Adviser who must be heard

28th September 2001 at 01:00
Whitehall, not inner-London schools, is the scene of the latest recruitment crisis. Scarcely had advertisements for the standards and effectiveness unit head and chief inspector of schools hit the press than Professor David Hargreaves, chief executive of the Qualifications and Curriculum Authority, announced his resignation. The pool of senior education figures available for these jobs is dwindling as talented managers head for fashionable private-sector pastures (page 6).

Professor Hargreaves, in particular, will be difficult to replace. Just as he was beginning to voice valid concerns - too much testing, the need to trust the profession more, the importance of a fundamental overhaul of the curriculum and exams for pupils aged between 14 and 19 - he has decided that it would be better for a younger person to pilot the cumbersome machinery of the exams quango through the next few years. Unlike many of those who operate within the orbit of what his predecessor, Nick Tate, called the Government's "media manipulation machine", he has spoken his mind. No one has dared tell David Hargreaves, as a civil servant once told Dr Tate, that he must keep his mouth shut.

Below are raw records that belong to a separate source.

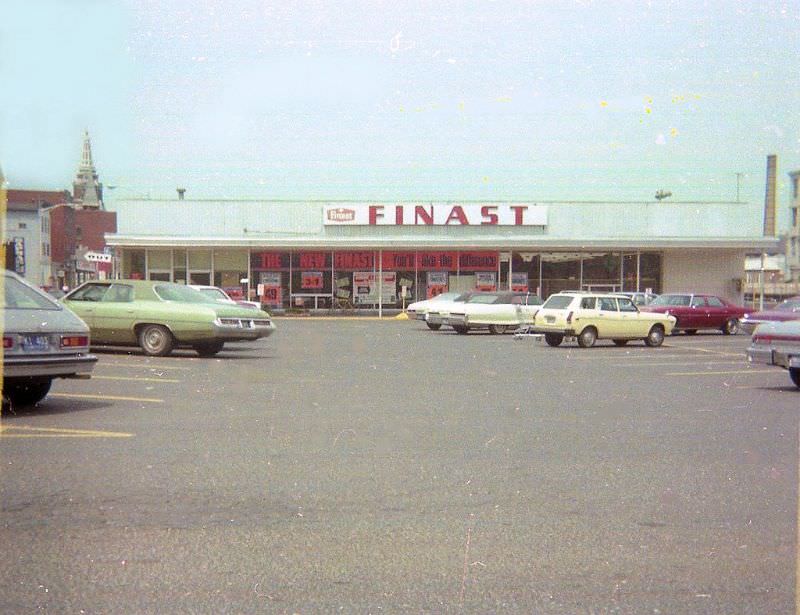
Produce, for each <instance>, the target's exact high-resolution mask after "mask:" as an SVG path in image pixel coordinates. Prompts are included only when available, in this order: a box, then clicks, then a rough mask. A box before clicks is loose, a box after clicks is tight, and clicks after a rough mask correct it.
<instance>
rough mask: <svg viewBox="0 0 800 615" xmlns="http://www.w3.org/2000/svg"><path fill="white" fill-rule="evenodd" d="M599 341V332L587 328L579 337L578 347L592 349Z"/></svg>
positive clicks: (592, 328)
mask: <svg viewBox="0 0 800 615" xmlns="http://www.w3.org/2000/svg"><path fill="white" fill-rule="evenodd" d="M595 341H597V330H596V329H595V328H594V327H586V328H585V329H584V330H583V331H581V334H580V335H579V336H578V346H580V347H581V348H591V347H592V346H594V343H595Z"/></svg>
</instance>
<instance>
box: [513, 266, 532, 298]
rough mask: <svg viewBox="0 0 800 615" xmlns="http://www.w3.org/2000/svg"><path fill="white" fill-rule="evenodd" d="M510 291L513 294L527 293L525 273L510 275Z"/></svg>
mask: <svg viewBox="0 0 800 615" xmlns="http://www.w3.org/2000/svg"><path fill="white" fill-rule="evenodd" d="M511 290H513V291H514V292H515V293H526V292H528V274H527V273H526V272H525V271H519V272H518V271H513V272H512V273H511Z"/></svg>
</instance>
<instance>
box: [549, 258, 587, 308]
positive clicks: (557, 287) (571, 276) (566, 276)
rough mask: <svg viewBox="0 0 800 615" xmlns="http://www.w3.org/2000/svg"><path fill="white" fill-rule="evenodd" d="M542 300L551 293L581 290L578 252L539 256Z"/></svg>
mask: <svg viewBox="0 0 800 615" xmlns="http://www.w3.org/2000/svg"><path fill="white" fill-rule="evenodd" d="M540 258H541V261H542V262H541V265H542V266H541V271H542V292H541V297H542V299H546V298H547V297H549V296H550V295H552V294H553V293H558V292H562V291H565V290H580V289H581V254H580V253H579V252H546V253H544V254H542V255H541V256H540Z"/></svg>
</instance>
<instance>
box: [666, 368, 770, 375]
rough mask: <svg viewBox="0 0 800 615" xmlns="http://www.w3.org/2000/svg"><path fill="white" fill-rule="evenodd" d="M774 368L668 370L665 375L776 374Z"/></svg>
mask: <svg viewBox="0 0 800 615" xmlns="http://www.w3.org/2000/svg"><path fill="white" fill-rule="evenodd" d="M774 373H775V370H772V369H737V370H729V371H718V372H667V373H666V374H664V375H665V376H723V375H727V374H774Z"/></svg>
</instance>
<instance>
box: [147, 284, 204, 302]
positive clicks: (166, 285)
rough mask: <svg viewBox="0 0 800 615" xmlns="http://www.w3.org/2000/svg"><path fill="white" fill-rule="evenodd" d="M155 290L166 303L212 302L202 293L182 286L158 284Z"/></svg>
mask: <svg viewBox="0 0 800 615" xmlns="http://www.w3.org/2000/svg"><path fill="white" fill-rule="evenodd" d="M153 290H154V291H155V293H156V295H158V296H159V297H161V298H162V299H163V300H164V301H179V302H181V303H209V302H210V299H209V298H208V297H206V296H205V295H204V294H203V293H201V292H200V291H198V290H195V289H194V288H189V287H188V286H181V285H180V284H158V285H156V286H155V287H154V288H153Z"/></svg>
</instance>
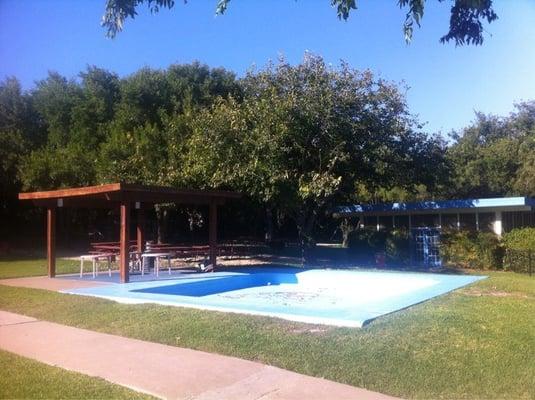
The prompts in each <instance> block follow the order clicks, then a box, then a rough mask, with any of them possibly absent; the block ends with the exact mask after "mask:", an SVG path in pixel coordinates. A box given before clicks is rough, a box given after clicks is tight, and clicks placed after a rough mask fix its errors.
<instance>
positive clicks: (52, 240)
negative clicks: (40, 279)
mask: <svg viewBox="0 0 535 400" xmlns="http://www.w3.org/2000/svg"><path fill="white" fill-rule="evenodd" d="M46 257H47V262H48V277H49V278H54V277H55V276H56V208H55V207H54V208H52V207H51V208H48V209H47V210H46Z"/></svg>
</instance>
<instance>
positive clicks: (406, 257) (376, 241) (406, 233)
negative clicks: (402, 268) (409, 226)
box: [349, 229, 410, 264]
mask: <svg viewBox="0 0 535 400" xmlns="http://www.w3.org/2000/svg"><path fill="white" fill-rule="evenodd" d="M349 249H350V252H351V253H352V254H353V255H355V257H356V258H357V259H358V261H360V262H365V263H372V264H374V263H375V254H376V253H385V254H386V256H387V261H388V262H389V263H395V264H396V263H397V264H399V263H403V262H408V261H409V259H410V251H409V250H410V249H409V235H408V232H407V231H406V230H392V231H376V230H374V229H357V230H356V231H353V232H351V234H350V235H349Z"/></svg>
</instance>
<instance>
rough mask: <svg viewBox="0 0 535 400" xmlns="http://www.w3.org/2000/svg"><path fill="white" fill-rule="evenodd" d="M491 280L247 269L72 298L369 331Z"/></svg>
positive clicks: (290, 269) (284, 268)
mask: <svg viewBox="0 0 535 400" xmlns="http://www.w3.org/2000/svg"><path fill="white" fill-rule="evenodd" d="M484 278H485V277H484V276H473V275H443V274H431V273H405V272H383V271H359V270H327V269H313V270H303V269H298V268H265V267H264V268H247V269H244V268H242V269H239V270H235V271H226V272H216V273H213V274H206V275H200V274H188V275H184V276H181V277H179V278H177V279H170V280H165V281H149V282H133V283H128V284H122V285H121V284H113V285H106V286H102V287H93V288H83V289H74V290H68V291H65V292H66V293H72V294H80V295H89V296H97V297H103V298H107V299H112V300H116V301H119V302H123V303H158V304H165V305H175V306H183V307H193V308H201V309H209V310H217V311H227V312H238V313H246V314H257V315H266V316H272V317H279V318H284V319H288V320H293V321H301V322H308V323H315V324H327V325H336V326H348V327H361V326H362V325H363V324H365V323H366V322H369V321H370V320H372V319H374V318H377V317H379V316H381V315H384V314H388V313H391V312H394V311H397V310H400V309H403V308H406V307H409V306H411V305H414V304H417V303H420V302H422V301H425V300H428V299H430V298H432V297H435V296H438V295H441V294H444V293H447V292H449V291H452V290H455V289H457V288H459V287H462V286H465V285H468V284H471V283H473V282H476V281H478V280H480V279H484Z"/></svg>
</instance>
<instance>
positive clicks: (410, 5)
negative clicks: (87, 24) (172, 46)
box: [102, 0, 498, 45]
mask: <svg viewBox="0 0 535 400" xmlns="http://www.w3.org/2000/svg"><path fill="white" fill-rule="evenodd" d="M438 1H439V2H443V1H444V0H438ZM330 2H331V5H332V6H333V7H334V8H336V13H337V15H338V18H339V19H343V20H347V19H348V18H349V15H350V13H351V11H352V10H355V9H356V8H357V0H330ZM451 2H453V5H452V6H451V9H450V27H449V30H448V33H446V34H445V35H444V36H442V37H441V38H440V41H441V42H442V43H445V42H449V41H454V42H455V44H456V45H464V44H468V45H470V44H474V45H480V44H482V43H483V40H484V37H483V31H484V28H483V22H484V21H486V22H487V23H491V22H493V21H494V20H496V19H497V18H498V16H497V14H496V12H495V11H494V9H493V7H492V0H451ZM144 3H146V4H147V5H148V7H149V9H150V11H151V12H152V13H157V12H158V11H159V10H160V8H168V9H171V8H173V7H174V5H175V1H174V0H107V1H106V10H105V13H104V15H103V17H102V26H103V27H105V28H106V30H107V35H108V36H109V37H112V38H113V37H115V36H116V35H117V33H118V32H120V31H122V30H123V27H124V21H125V20H126V19H127V18H135V16H136V15H137V8H138V7H139V6H140V5H142V4H144ZM184 3H187V0H184ZM229 3H230V0H217V3H216V14H224V13H225V11H226V10H227V7H228V5H229ZM398 4H399V7H401V8H403V9H406V10H407V13H406V16H405V21H404V23H403V32H404V35H405V40H406V41H407V42H410V41H411V39H412V35H413V31H414V26H415V25H417V26H420V21H421V19H422V18H423V16H424V8H425V0H399V1H398Z"/></svg>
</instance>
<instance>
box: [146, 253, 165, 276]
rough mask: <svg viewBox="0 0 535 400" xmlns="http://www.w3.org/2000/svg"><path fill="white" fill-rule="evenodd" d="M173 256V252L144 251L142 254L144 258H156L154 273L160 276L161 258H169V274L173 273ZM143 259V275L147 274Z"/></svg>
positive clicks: (154, 261)
mask: <svg viewBox="0 0 535 400" xmlns="http://www.w3.org/2000/svg"><path fill="white" fill-rule="evenodd" d="M171 256H172V253H143V254H142V255H141V257H142V258H154V273H155V274H156V276H159V270H160V259H162V258H166V259H167V269H168V271H169V275H171ZM143 261H144V260H142V262H141V275H144V274H145V263H144V262H143Z"/></svg>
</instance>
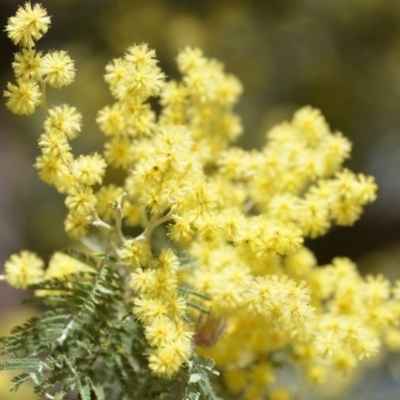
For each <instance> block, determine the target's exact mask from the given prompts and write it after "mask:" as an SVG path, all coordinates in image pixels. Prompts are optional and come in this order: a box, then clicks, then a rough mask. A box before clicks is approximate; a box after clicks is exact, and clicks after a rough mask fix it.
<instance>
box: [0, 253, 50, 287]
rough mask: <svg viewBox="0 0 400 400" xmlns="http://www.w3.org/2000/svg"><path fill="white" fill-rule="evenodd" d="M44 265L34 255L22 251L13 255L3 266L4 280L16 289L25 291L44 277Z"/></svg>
mask: <svg viewBox="0 0 400 400" xmlns="http://www.w3.org/2000/svg"><path fill="white" fill-rule="evenodd" d="M43 267H44V263H43V260H42V259H40V258H39V257H38V256H37V255H36V254H35V253H32V252H31V251H27V250H23V251H21V252H20V253H18V254H13V255H12V256H11V257H10V258H9V259H8V260H7V261H6V262H5V264H4V270H5V279H6V281H7V282H8V283H9V284H10V285H11V286H13V287H15V288H16V289H26V288H27V287H28V285H31V284H33V283H38V282H39V281H40V280H42V279H43V276H44V269H43Z"/></svg>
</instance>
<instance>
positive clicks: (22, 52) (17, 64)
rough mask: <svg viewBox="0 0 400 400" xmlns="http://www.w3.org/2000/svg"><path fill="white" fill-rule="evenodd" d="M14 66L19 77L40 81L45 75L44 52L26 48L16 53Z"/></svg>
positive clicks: (18, 76) (12, 66) (14, 67)
mask: <svg viewBox="0 0 400 400" xmlns="http://www.w3.org/2000/svg"><path fill="white" fill-rule="evenodd" d="M12 67H13V69H14V74H15V77H16V78H17V79H18V78H28V79H32V80H34V81H38V80H40V79H41V77H42V75H43V58H42V53H41V52H40V51H39V52H36V51H35V50H34V49H29V48H28V49H26V48H24V49H22V50H21V52H19V53H17V54H15V58H14V61H13V63H12Z"/></svg>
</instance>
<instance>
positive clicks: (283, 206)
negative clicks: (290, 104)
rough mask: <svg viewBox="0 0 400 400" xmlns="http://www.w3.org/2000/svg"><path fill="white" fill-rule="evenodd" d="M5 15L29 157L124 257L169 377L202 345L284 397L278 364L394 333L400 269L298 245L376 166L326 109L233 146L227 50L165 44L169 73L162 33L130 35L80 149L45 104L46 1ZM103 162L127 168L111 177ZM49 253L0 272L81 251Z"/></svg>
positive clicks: (351, 191) (305, 114) (11, 101)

The Government should resist the temptation to fill the vacant posts with compliant second-raters who will get the test papers out on time without asking the big questions which Professor Hargreaves has begun to pose. As the centre tightens its grip on everything from spelling lists for 12-year-olds to a common test for five-year-olds, the need for ceativity has never been more urgent. Ministers say they want state schools to innovate but the opportunities for heads coping with teacher shortages and supposedly "voluntary" initiatives are limited. At present, only private schools, which will next week consider ripping up the national curriculum and exam system, are challenging ministerial assumptions.

A combination of high-level professional competence and original ideas is what education policy now needs. Congratulations to Ms Morris on her decision to keep Professor Hargreaves as an adviser. Bigger congratulations will follow if she listens to his advice.